The African wild dog is a highly endangered predator, the the icon of Madikwe Game Reserve and our lodge’s logo.  They need a lot of space, as they traverse and hunt over vast areas and are therefor only found in larger parks and reserves.

It is normally only the alpha pair that breeds and the other pack members help bring up the pups and provide food. Dispersal takes place when a few individuals, of the same sex, break away to find a breakaway group, of the opposite sex, from another pack to join up with, thus establishing a new pack. Since they aren’t territorial, dogs from the North West could potentially make it all the way to Kruger, Kwazulu Natal or even eastern Africa with ease, if there were no fences. Most wild dogs live in the larger reserves and parks, which are fenced in and therefore don’t have the opportunity of naturally dispersing, hence they need some help in doing so and keeping the gene pool of the population healthy.

Ecologists and field guides in Madikwe identified a handful of males breaking away from the main pack about two years ago and it was an excellent opportunity for relocation to another reserve, in the Northern Cape. They were temporarily put in an enclosure for monitoring, while waiting for the transfer go-ahead. It seemed like a rather straight forward procedure, but unfortunately the initial plans didn’t work out and the brothers were kept under surveillance, awaiting another opportunity.

Many of the guides in the Madikwe Game Reserve have been following these dogs which have been kept in the enclosure over the last 2 years, it’s been for the greater good of the population that they have been separated so as to avoid the risk of inbreeding. We have therefor kept our fingers crossed, hoping for them to soon find a permanent home.

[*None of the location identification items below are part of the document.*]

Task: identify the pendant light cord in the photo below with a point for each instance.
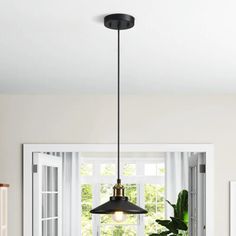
(118, 109)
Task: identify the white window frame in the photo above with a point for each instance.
(29, 149)
(139, 179)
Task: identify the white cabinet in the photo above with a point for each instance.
(3, 209)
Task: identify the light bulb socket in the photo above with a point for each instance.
(118, 189)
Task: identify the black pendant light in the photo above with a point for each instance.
(118, 205)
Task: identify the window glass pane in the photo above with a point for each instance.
(86, 169)
(107, 169)
(150, 169)
(129, 169)
(130, 231)
(161, 169)
(86, 193)
(155, 205)
(86, 219)
(106, 231)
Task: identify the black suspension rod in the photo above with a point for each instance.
(118, 108)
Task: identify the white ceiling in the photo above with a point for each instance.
(61, 46)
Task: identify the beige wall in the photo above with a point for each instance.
(91, 119)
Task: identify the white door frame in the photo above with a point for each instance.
(29, 149)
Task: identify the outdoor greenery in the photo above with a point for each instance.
(153, 196)
(177, 225)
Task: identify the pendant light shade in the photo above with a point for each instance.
(119, 204)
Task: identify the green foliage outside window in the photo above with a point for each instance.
(154, 196)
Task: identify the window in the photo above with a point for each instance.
(144, 180)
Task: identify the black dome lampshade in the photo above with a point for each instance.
(118, 205)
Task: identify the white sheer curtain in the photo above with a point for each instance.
(71, 211)
(176, 177)
(71, 195)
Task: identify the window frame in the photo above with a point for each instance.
(29, 149)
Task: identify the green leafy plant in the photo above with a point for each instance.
(177, 225)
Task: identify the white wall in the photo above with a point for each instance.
(91, 119)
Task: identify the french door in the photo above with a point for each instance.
(197, 194)
(47, 191)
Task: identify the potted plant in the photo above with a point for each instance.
(178, 224)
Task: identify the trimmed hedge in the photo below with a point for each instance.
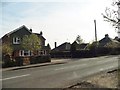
(8, 62)
(40, 59)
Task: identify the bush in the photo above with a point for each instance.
(40, 59)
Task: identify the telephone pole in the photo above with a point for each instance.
(95, 31)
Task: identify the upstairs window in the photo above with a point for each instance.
(16, 40)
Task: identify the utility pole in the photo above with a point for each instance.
(95, 31)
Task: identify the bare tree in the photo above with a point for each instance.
(112, 15)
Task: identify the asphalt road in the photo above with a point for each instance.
(57, 76)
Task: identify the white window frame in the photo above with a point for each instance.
(43, 52)
(16, 40)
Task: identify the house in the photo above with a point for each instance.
(107, 41)
(15, 38)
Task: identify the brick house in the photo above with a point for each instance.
(15, 38)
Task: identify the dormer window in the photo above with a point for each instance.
(16, 40)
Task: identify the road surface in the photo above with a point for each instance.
(57, 76)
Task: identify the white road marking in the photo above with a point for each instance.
(14, 77)
(101, 69)
(75, 66)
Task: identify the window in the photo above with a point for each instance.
(41, 52)
(25, 53)
(16, 40)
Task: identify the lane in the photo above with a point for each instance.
(58, 75)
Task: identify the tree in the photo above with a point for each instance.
(111, 15)
(79, 40)
(31, 42)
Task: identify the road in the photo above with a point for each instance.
(57, 76)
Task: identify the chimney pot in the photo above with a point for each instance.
(55, 44)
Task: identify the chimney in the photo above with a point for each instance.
(55, 44)
(41, 33)
(106, 35)
(30, 30)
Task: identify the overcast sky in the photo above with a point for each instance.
(60, 20)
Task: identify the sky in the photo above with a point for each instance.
(59, 20)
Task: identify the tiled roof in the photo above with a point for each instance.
(40, 36)
(18, 29)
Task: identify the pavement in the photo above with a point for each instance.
(58, 75)
(53, 62)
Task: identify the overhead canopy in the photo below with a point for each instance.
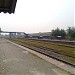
(7, 6)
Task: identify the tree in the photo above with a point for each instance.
(58, 34)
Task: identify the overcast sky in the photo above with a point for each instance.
(33, 16)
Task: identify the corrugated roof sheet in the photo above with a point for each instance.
(7, 6)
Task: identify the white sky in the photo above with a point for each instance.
(33, 16)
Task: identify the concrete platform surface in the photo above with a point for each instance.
(18, 61)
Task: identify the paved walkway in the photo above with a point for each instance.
(18, 61)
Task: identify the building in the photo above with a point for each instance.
(7, 6)
(43, 35)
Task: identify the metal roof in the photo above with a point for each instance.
(7, 6)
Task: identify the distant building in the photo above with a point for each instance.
(7, 6)
(43, 35)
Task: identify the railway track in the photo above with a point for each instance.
(53, 55)
(50, 52)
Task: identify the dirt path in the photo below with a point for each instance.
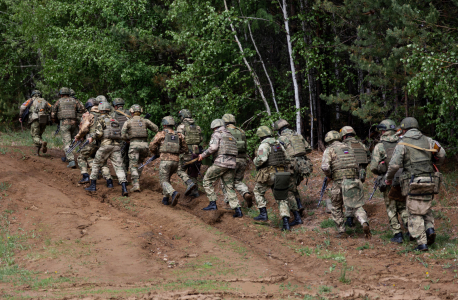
(103, 245)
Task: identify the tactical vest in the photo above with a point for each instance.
(112, 130)
(227, 144)
(67, 108)
(345, 164)
(171, 143)
(138, 129)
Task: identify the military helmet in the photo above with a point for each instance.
(169, 121)
(409, 123)
(386, 125)
(217, 123)
(332, 136)
(184, 113)
(228, 118)
(263, 131)
(118, 101)
(64, 91)
(280, 124)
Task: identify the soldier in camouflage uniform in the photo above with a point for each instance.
(193, 136)
(381, 157)
(296, 148)
(136, 131)
(224, 147)
(87, 153)
(67, 110)
(339, 164)
(420, 179)
(242, 160)
(107, 130)
(362, 156)
(39, 110)
(170, 144)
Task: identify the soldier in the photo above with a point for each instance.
(272, 164)
(108, 131)
(136, 131)
(224, 146)
(242, 160)
(416, 154)
(86, 157)
(339, 164)
(170, 144)
(296, 148)
(193, 137)
(362, 156)
(39, 110)
(66, 110)
(381, 157)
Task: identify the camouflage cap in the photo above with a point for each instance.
(169, 121)
(332, 136)
(280, 124)
(263, 131)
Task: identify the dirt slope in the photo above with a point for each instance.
(104, 245)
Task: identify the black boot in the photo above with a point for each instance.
(285, 224)
(262, 215)
(297, 219)
(397, 238)
(92, 187)
(124, 189)
(211, 206)
(430, 236)
(110, 183)
(238, 213)
(85, 178)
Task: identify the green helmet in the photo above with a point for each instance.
(169, 121)
(64, 91)
(280, 124)
(217, 123)
(332, 136)
(228, 118)
(263, 131)
(386, 125)
(184, 113)
(409, 123)
(118, 101)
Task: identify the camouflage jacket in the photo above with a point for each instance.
(159, 139)
(225, 161)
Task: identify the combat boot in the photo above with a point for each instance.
(262, 215)
(110, 183)
(238, 213)
(397, 238)
(92, 187)
(297, 219)
(211, 206)
(285, 224)
(85, 178)
(248, 199)
(124, 189)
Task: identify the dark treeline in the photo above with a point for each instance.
(319, 64)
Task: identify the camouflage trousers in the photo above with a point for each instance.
(85, 160)
(260, 190)
(36, 131)
(337, 208)
(239, 185)
(227, 179)
(67, 133)
(104, 153)
(138, 151)
(393, 208)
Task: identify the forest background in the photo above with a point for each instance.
(319, 64)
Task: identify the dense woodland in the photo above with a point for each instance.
(319, 64)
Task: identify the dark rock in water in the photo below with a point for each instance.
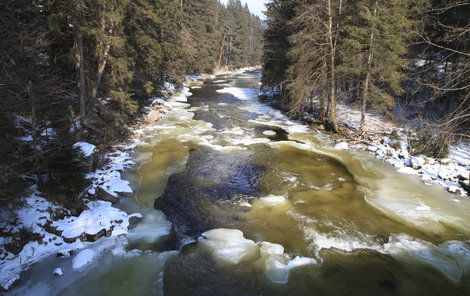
(105, 195)
(466, 186)
(95, 237)
(133, 221)
(193, 198)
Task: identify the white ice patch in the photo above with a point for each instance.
(100, 216)
(274, 199)
(342, 146)
(269, 133)
(452, 259)
(83, 258)
(152, 227)
(228, 246)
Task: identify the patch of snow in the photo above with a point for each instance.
(83, 258)
(229, 246)
(240, 93)
(342, 146)
(269, 133)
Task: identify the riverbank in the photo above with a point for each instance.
(390, 143)
(35, 228)
(224, 160)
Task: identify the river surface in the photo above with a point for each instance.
(224, 160)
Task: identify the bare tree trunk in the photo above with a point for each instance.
(365, 89)
(99, 73)
(331, 69)
(80, 67)
(102, 62)
(35, 134)
(221, 53)
(324, 95)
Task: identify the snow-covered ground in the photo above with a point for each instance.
(100, 228)
(449, 172)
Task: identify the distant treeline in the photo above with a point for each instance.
(373, 54)
(81, 69)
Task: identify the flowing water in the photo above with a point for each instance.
(224, 160)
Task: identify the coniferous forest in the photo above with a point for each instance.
(235, 147)
(378, 54)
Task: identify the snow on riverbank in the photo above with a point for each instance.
(101, 227)
(451, 173)
(53, 236)
(35, 228)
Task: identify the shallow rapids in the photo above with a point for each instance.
(239, 164)
(261, 205)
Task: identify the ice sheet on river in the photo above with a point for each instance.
(229, 246)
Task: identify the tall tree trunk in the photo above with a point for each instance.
(102, 62)
(80, 67)
(324, 95)
(221, 52)
(365, 88)
(331, 69)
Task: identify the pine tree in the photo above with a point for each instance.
(276, 42)
(373, 50)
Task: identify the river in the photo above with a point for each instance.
(223, 160)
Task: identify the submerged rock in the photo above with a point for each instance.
(58, 271)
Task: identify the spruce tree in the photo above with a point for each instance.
(373, 50)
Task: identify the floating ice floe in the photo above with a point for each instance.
(240, 93)
(83, 258)
(269, 133)
(342, 146)
(229, 246)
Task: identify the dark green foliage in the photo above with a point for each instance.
(276, 41)
(430, 144)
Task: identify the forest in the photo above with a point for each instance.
(373, 54)
(84, 69)
(210, 147)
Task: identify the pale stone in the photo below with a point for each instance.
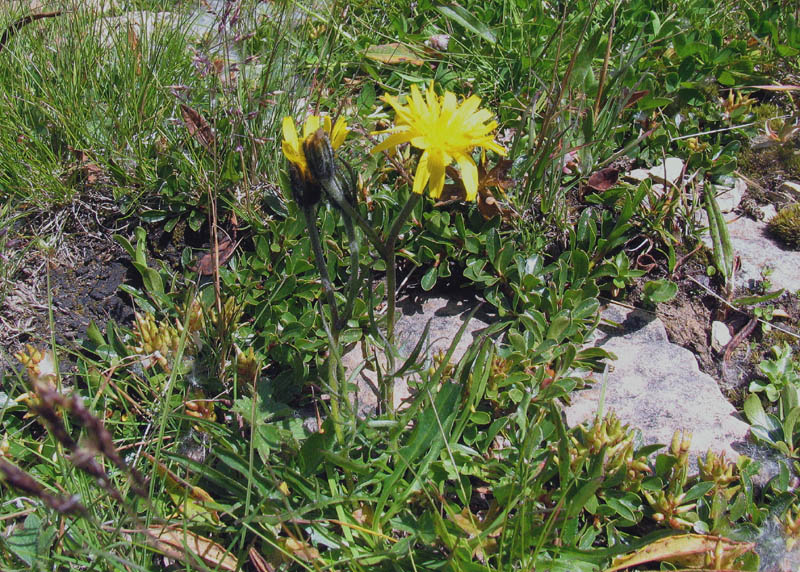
(720, 336)
(669, 170)
(446, 315)
(729, 197)
(768, 212)
(657, 387)
(791, 187)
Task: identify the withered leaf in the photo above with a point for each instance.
(186, 546)
(393, 53)
(488, 205)
(603, 179)
(685, 550)
(197, 126)
(205, 265)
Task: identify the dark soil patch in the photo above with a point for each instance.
(88, 291)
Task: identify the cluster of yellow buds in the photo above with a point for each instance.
(157, 341)
(248, 366)
(438, 360)
(696, 146)
(734, 101)
(719, 470)
(617, 439)
(230, 313)
(667, 507)
(41, 365)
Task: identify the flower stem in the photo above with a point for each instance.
(333, 187)
(389, 257)
(387, 383)
(319, 259)
(334, 361)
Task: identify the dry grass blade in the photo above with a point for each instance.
(198, 126)
(205, 265)
(186, 546)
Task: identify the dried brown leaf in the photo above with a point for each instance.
(603, 179)
(197, 126)
(205, 265)
(186, 546)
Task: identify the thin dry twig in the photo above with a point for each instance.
(18, 24)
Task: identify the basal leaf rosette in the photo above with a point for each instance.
(446, 130)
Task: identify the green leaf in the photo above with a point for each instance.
(429, 279)
(468, 20)
(31, 541)
(726, 78)
(557, 328)
(393, 53)
(657, 291)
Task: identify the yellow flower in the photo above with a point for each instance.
(293, 146)
(446, 131)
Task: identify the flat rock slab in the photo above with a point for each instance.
(757, 251)
(446, 315)
(657, 387)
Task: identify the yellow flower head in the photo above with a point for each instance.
(446, 131)
(293, 145)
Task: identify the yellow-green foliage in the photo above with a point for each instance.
(786, 225)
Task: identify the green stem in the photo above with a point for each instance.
(334, 190)
(389, 257)
(387, 383)
(319, 259)
(333, 383)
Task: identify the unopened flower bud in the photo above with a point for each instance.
(319, 155)
(305, 190)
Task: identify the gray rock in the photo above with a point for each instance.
(668, 170)
(446, 315)
(720, 336)
(768, 212)
(729, 196)
(758, 251)
(657, 387)
(791, 187)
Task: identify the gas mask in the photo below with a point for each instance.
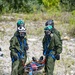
(22, 31)
(47, 32)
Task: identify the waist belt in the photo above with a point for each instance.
(52, 55)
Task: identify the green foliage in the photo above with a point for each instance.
(51, 3)
(68, 5)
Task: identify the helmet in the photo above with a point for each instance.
(48, 28)
(49, 22)
(20, 22)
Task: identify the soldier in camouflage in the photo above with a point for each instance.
(18, 48)
(52, 48)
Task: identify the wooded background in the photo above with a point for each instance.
(30, 6)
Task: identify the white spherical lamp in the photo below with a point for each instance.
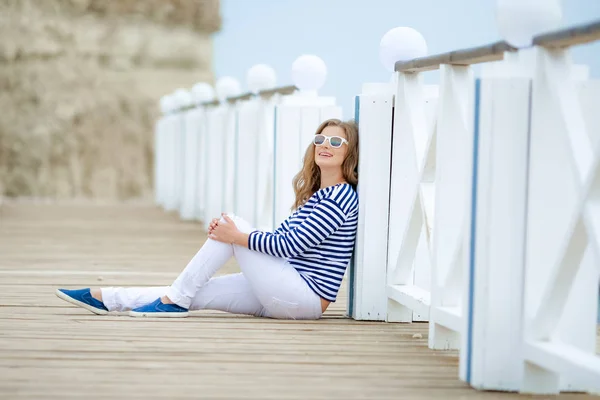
(183, 98)
(520, 20)
(227, 87)
(202, 92)
(309, 72)
(261, 77)
(401, 44)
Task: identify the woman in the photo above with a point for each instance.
(292, 273)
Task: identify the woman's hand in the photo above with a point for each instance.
(213, 225)
(224, 232)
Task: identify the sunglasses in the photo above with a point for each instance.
(334, 141)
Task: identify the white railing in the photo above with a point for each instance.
(477, 199)
(491, 194)
(238, 154)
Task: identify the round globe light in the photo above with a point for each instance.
(401, 44)
(261, 77)
(227, 87)
(183, 98)
(309, 72)
(520, 20)
(202, 92)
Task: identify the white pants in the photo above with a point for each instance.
(267, 286)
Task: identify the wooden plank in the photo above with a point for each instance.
(279, 90)
(569, 37)
(50, 349)
(475, 55)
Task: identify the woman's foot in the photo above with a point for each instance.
(84, 298)
(159, 309)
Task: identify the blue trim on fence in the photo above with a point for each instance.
(351, 270)
(236, 141)
(273, 222)
(473, 230)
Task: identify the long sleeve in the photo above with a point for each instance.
(324, 219)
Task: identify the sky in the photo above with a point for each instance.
(346, 35)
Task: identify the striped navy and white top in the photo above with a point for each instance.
(317, 239)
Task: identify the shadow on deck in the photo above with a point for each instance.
(50, 349)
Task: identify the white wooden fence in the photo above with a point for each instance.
(477, 199)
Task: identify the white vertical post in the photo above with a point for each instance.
(215, 139)
(454, 138)
(202, 93)
(411, 200)
(203, 156)
(160, 135)
(373, 112)
(263, 212)
(172, 172)
(247, 147)
(491, 345)
(229, 154)
(191, 159)
(563, 245)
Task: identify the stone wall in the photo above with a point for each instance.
(79, 87)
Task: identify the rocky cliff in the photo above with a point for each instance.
(79, 87)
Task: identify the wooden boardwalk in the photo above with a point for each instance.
(50, 349)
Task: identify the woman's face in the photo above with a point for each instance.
(327, 156)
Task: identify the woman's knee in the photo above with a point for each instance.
(243, 225)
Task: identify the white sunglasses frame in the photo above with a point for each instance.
(328, 138)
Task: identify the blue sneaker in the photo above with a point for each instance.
(82, 298)
(159, 310)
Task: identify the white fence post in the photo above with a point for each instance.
(215, 174)
(246, 148)
(454, 138)
(374, 112)
(491, 342)
(411, 200)
(263, 210)
(191, 160)
(161, 157)
(563, 235)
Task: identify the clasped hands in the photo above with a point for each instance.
(226, 232)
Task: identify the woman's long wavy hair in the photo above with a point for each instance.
(308, 180)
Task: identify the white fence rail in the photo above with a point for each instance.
(478, 200)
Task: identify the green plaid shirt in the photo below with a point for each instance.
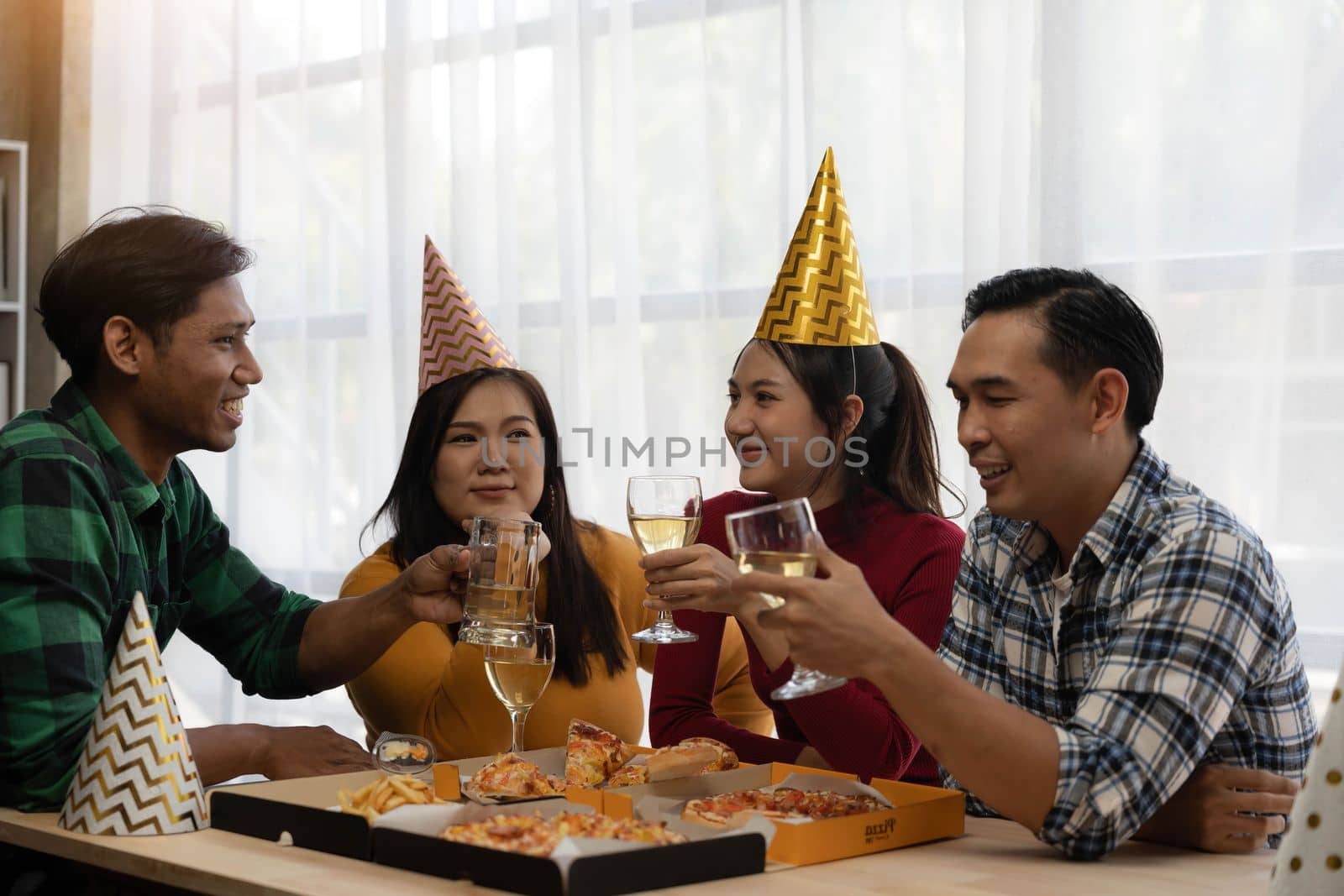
(82, 528)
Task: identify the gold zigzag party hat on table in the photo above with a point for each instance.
(1310, 859)
(136, 774)
(819, 297)
(454, 335)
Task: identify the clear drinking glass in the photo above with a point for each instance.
(664, 513)
(519, 674)
(501, 582)
(781, 539)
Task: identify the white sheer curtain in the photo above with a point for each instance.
(616, 183)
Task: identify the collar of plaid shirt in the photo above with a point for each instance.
(1110, 530)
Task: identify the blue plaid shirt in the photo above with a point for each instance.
(1176, 647)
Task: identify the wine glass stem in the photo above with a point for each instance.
(519, 718)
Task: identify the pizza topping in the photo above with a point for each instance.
(537, 836)
(514, 777)
(591, 754)
(732, 809)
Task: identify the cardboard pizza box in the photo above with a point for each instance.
(409, 839)
(296, 812)
(449, 777)
(918, 813)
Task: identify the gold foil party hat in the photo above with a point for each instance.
(819, 297)
(454, 335)
(1310, 857)
(136, 774)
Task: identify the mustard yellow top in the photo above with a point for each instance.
(427, 684)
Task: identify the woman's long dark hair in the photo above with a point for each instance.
(897, 425)
(580, 604)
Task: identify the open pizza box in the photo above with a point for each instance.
(407, 839)
(450, 778)
(917, 815)
(296, 813)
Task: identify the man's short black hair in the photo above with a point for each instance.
(1089, 325)
(145, 264)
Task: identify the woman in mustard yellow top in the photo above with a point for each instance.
(591, 586)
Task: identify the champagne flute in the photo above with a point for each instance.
(664, 513)
(781, 539)
(519, 674)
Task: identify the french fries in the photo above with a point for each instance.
(386, 794)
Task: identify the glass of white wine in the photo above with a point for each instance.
(781, 539)
(664, 513)
(519, 674)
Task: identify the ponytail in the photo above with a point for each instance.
(905, 463)
(895, 430)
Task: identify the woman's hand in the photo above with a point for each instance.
(436, 584)
(696, 578)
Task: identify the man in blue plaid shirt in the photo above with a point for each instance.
(1121, 658)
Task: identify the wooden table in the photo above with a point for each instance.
(994, 857)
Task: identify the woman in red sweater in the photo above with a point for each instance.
(877, 504)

A request for guests wanting to assist with the capture and transfer was made from The Parks Board, and thankfully guests and friends of Jaci’s Lodges quickly stepped in to become sponsors and help with the financial side of things. Finally a concrete plan was in place.

At seven o’clock on a chilly and overcast morning in mid-June, two guides and five guests met with the head ecologist in Madikwe, a veterinarian and a few field rangers, just outside the enclosure that had been the dogs’ home for the better part of two years.

Some clever strategising made it possible to dart the dogs with as little disruption as possible.The mixture of drugs that they are darted with makes them lose memory of approximately 30 minutes from before they are darted, preventing them from feeling the effects of stress that is associated with being handled by humans.

Guests and guides alike, are grateful to have been part of this experience and to learn that these three brothers would be on their way to a life in freedom. They will now be taken to Mkuzi Game Reserve in Kwazulu Natal to join up with a female. Once they’re successfully acquainted and settled, they will once again be roaming free, hunting and benefiting from their new surroundings.

Photography: Anja Riise

Why is it important to notch rhinos?

Each rhino’s ears are notched with a unique pattern to give the individual a “number” for easy identification.

In additon to notching, genetic material is also collected – microchips are inserted in both horns as well as the hump on the rhino’s neck, the sex is noted and the estimated age, weight and measurements of the horns and body are taken.

Should the rhino be poached and the horn recovered, these details will enable prosecutors to accurately identify the origin of the horn and will assisit in providing concrete evidence in the trials of both the rhino poachers and wildlife traffickers.